SBF has apologized in a manic Twitter thread that harkens on the emotional intensity of the original Zola thread without any of the ingenuity. In it, he says he is sorry in a variety of ways 16 different times, including “I’m sorry,” “I fucked up,” “should have done better,” “it’s on me,” “I fucked up twice,” “I was off twice,” “I was shit at [things],” and “I sincerely apologize.” This roundabout Twitter apology tour has the sincerity of a serial cheater thirty seconds away from telling you the dog walker accidentally tripped onto his dick on the way over to your house.
The ideological appeal of crypto was founded on the promise of financial equality—that anyone, regardless of class, demographic, or location, should have access to the trading rat race and reap its benefits.
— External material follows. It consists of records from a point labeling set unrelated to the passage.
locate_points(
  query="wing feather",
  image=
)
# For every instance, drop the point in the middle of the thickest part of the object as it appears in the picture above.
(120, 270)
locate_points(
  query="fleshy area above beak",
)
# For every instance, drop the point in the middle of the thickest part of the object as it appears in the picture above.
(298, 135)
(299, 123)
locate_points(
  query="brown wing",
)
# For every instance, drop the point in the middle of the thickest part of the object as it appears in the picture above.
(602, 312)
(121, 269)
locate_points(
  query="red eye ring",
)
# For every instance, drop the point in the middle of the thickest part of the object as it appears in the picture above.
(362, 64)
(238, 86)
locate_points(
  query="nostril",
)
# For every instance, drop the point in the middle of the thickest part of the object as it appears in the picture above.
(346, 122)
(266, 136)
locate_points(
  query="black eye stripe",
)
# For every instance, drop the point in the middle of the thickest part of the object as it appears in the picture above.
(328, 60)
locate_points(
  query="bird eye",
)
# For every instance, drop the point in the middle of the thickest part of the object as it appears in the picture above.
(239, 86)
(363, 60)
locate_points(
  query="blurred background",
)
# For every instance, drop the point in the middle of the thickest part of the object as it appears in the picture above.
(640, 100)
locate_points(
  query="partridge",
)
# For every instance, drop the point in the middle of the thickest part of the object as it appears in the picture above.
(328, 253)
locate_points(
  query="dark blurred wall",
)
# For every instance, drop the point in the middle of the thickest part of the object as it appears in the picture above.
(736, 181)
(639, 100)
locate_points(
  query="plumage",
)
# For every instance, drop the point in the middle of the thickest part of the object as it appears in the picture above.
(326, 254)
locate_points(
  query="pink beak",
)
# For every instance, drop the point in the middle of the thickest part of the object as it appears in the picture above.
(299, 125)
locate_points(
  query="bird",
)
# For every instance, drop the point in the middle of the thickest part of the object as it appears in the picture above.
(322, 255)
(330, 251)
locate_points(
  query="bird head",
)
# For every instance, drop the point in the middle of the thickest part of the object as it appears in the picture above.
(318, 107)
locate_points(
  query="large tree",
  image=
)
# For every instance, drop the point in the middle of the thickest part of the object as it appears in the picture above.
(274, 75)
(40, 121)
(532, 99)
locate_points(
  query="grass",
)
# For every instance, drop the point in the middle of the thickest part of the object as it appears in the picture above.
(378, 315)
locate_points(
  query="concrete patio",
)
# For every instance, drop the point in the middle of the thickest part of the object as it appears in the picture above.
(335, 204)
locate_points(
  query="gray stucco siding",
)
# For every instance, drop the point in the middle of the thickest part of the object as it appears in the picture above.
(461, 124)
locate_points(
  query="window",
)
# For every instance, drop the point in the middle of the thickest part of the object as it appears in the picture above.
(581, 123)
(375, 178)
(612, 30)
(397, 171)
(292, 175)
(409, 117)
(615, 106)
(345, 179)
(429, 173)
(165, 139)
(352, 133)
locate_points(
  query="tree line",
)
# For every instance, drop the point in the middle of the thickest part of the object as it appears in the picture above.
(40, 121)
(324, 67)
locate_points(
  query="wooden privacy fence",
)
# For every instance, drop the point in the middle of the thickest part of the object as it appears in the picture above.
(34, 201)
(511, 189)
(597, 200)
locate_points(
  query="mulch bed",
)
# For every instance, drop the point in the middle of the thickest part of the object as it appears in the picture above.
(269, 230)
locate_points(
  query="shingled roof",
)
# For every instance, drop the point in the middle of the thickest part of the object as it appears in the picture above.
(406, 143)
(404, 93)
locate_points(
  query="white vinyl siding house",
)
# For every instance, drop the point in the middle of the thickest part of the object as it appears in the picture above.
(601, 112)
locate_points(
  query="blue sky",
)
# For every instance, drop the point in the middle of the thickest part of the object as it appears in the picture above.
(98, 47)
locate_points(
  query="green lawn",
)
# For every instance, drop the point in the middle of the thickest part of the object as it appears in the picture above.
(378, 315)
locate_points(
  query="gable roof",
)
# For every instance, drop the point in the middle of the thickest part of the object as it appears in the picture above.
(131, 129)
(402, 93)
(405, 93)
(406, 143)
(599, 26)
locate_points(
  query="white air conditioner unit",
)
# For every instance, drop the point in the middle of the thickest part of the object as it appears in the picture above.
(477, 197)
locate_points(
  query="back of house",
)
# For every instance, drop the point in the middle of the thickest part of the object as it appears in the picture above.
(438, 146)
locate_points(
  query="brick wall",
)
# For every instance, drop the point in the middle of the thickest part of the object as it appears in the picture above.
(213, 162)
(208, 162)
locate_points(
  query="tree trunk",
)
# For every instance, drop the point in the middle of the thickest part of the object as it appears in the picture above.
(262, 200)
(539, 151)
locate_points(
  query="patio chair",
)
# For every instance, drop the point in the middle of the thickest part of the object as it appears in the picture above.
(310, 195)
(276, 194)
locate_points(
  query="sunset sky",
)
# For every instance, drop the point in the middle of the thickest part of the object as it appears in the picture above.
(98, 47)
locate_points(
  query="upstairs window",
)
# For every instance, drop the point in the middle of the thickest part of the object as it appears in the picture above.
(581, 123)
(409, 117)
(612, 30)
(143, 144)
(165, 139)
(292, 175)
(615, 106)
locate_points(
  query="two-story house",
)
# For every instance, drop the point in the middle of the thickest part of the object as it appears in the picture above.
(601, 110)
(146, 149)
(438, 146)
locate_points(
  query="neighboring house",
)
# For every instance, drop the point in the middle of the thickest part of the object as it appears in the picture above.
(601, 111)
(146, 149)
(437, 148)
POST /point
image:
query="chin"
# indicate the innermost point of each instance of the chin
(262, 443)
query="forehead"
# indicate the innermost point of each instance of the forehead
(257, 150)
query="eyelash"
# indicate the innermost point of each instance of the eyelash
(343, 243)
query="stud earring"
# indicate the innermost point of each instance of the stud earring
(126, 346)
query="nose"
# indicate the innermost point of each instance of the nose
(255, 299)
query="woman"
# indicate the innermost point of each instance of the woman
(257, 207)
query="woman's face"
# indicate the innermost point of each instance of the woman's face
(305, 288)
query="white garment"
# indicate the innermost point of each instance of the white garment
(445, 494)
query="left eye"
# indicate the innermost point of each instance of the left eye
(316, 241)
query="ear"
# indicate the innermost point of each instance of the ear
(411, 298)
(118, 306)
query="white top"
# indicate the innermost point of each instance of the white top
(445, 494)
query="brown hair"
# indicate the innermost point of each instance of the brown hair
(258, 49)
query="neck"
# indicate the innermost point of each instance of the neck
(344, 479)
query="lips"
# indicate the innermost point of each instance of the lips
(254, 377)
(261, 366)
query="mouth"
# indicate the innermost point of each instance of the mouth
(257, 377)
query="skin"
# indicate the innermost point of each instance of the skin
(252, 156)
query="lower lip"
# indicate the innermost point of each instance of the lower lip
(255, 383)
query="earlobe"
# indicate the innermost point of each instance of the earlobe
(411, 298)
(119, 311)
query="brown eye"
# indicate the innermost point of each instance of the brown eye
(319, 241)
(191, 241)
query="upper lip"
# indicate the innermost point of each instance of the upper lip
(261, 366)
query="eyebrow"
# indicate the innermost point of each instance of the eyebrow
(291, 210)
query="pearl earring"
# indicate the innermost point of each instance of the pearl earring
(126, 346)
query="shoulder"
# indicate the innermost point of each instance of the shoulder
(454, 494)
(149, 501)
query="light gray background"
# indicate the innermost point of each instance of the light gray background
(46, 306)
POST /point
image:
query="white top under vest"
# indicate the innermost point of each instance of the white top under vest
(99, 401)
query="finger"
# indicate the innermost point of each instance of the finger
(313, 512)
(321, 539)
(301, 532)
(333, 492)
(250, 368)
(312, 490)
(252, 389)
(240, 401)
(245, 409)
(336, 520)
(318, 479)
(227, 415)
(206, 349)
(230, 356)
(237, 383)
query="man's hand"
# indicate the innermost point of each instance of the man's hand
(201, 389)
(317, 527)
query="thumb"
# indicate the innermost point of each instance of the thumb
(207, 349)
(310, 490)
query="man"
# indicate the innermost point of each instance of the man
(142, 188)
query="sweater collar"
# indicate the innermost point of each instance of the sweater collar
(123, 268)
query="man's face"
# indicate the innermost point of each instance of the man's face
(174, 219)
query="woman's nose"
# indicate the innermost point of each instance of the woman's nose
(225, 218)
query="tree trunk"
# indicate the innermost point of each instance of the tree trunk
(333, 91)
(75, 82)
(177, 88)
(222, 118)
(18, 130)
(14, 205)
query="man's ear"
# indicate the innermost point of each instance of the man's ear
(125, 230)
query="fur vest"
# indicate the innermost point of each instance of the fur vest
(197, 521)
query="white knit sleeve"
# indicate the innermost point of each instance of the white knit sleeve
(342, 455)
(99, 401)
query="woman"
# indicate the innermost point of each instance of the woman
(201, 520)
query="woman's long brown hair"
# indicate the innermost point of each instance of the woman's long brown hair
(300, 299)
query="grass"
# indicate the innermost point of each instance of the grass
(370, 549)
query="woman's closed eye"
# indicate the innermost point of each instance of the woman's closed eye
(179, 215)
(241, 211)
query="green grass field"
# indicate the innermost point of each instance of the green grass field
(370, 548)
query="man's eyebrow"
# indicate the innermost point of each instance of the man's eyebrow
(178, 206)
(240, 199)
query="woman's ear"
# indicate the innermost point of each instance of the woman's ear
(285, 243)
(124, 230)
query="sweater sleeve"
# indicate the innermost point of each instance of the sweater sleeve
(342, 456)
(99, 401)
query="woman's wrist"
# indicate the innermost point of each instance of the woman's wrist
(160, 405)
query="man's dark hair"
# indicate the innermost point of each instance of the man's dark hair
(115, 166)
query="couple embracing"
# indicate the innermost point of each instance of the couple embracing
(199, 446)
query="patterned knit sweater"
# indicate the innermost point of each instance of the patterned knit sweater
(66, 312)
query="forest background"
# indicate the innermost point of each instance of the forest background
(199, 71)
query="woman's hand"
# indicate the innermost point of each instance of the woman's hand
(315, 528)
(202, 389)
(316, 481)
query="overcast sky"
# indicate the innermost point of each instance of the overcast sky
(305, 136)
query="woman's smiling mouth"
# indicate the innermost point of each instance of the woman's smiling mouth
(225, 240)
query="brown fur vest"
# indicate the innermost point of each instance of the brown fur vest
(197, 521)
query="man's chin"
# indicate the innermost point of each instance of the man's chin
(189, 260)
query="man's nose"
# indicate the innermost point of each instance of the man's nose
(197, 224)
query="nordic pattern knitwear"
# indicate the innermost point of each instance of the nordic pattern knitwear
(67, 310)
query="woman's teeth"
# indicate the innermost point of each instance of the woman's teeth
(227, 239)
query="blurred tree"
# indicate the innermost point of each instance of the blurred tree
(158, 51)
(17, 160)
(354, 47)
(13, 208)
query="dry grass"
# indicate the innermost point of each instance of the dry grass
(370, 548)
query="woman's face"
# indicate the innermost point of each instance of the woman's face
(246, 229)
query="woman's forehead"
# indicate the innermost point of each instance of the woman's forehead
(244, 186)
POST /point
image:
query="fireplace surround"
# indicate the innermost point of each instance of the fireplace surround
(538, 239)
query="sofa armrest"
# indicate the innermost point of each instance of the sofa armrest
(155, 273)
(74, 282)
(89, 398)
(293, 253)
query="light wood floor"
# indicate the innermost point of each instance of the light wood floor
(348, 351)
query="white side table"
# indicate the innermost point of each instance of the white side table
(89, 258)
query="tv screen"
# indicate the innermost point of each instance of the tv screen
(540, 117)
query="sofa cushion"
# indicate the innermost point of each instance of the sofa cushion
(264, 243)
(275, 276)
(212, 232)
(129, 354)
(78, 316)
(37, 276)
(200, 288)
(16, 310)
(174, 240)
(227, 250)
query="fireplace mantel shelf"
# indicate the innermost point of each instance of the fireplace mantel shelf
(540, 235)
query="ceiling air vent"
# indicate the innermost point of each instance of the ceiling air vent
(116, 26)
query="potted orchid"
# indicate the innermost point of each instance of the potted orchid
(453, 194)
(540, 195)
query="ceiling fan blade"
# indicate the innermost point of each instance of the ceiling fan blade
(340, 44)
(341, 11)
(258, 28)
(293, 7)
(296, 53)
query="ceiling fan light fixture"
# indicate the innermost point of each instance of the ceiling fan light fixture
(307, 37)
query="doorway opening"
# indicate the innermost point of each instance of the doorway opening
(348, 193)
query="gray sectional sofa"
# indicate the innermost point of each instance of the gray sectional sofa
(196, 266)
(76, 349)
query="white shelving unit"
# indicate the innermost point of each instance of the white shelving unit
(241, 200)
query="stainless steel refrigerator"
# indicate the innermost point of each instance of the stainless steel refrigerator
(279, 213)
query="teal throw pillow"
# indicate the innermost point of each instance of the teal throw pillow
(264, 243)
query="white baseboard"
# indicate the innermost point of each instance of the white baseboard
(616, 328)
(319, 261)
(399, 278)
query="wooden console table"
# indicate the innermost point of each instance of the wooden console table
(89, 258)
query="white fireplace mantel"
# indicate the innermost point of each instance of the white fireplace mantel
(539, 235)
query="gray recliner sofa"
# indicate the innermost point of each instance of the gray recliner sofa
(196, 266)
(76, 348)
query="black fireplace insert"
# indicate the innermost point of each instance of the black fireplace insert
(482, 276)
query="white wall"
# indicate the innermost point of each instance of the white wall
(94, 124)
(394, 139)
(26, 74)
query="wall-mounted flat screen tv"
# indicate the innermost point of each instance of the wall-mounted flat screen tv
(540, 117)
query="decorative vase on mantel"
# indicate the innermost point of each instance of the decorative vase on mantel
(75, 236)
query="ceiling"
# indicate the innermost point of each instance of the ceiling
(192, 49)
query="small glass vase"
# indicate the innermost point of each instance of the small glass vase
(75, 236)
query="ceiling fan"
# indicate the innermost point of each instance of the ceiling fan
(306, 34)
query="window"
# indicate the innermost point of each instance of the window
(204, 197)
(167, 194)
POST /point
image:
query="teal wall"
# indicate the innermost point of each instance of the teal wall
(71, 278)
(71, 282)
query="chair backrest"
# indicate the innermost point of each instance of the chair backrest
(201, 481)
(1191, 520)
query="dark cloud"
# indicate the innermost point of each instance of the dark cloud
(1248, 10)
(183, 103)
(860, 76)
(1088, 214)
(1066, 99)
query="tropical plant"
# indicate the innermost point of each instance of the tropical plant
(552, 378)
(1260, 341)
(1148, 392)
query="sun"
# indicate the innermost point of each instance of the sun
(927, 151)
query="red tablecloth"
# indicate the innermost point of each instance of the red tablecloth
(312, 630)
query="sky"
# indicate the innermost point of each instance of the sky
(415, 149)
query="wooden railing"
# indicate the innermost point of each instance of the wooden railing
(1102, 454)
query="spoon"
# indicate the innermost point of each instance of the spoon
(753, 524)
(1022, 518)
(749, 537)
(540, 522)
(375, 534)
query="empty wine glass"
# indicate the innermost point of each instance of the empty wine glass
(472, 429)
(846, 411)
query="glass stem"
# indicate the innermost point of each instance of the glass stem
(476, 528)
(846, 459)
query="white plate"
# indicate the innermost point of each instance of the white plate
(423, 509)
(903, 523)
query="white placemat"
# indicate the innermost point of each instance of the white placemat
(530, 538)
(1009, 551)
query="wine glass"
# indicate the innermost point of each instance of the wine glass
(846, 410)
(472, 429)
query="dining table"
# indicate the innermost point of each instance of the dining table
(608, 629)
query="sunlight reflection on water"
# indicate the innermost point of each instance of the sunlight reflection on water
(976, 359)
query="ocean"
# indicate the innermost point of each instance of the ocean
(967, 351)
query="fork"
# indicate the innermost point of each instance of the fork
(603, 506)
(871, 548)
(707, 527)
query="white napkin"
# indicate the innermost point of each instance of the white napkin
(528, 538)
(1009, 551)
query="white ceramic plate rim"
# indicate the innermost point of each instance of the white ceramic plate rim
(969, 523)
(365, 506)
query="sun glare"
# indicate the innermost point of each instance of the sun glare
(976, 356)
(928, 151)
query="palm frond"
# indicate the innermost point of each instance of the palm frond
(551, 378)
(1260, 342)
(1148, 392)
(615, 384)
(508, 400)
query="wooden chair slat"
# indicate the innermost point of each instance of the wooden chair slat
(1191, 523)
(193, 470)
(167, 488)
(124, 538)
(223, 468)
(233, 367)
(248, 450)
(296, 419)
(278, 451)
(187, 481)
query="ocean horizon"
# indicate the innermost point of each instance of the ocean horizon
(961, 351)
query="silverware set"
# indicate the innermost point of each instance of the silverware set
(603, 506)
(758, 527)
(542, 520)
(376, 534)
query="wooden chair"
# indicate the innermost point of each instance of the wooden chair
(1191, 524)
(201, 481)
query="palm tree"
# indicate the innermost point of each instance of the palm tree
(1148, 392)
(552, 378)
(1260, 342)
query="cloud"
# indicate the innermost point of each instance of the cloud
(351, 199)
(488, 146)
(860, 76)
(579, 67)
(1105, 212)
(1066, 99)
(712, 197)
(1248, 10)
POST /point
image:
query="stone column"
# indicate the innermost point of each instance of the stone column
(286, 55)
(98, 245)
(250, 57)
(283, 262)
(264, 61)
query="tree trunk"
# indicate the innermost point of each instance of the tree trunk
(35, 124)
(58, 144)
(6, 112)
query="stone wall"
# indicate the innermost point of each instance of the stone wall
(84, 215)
But if SBF has shown us anything, it’s that under-experienced privileged white boys are never going to fully satisfy the savior complex cycling through their own heads. You thought SBF of all people was going to solve financial inequality? The guy who saw the ice storm coming, glanced at the shivering temperatures, and decided it was an opportune time to lick the frozen lamp post? Think again.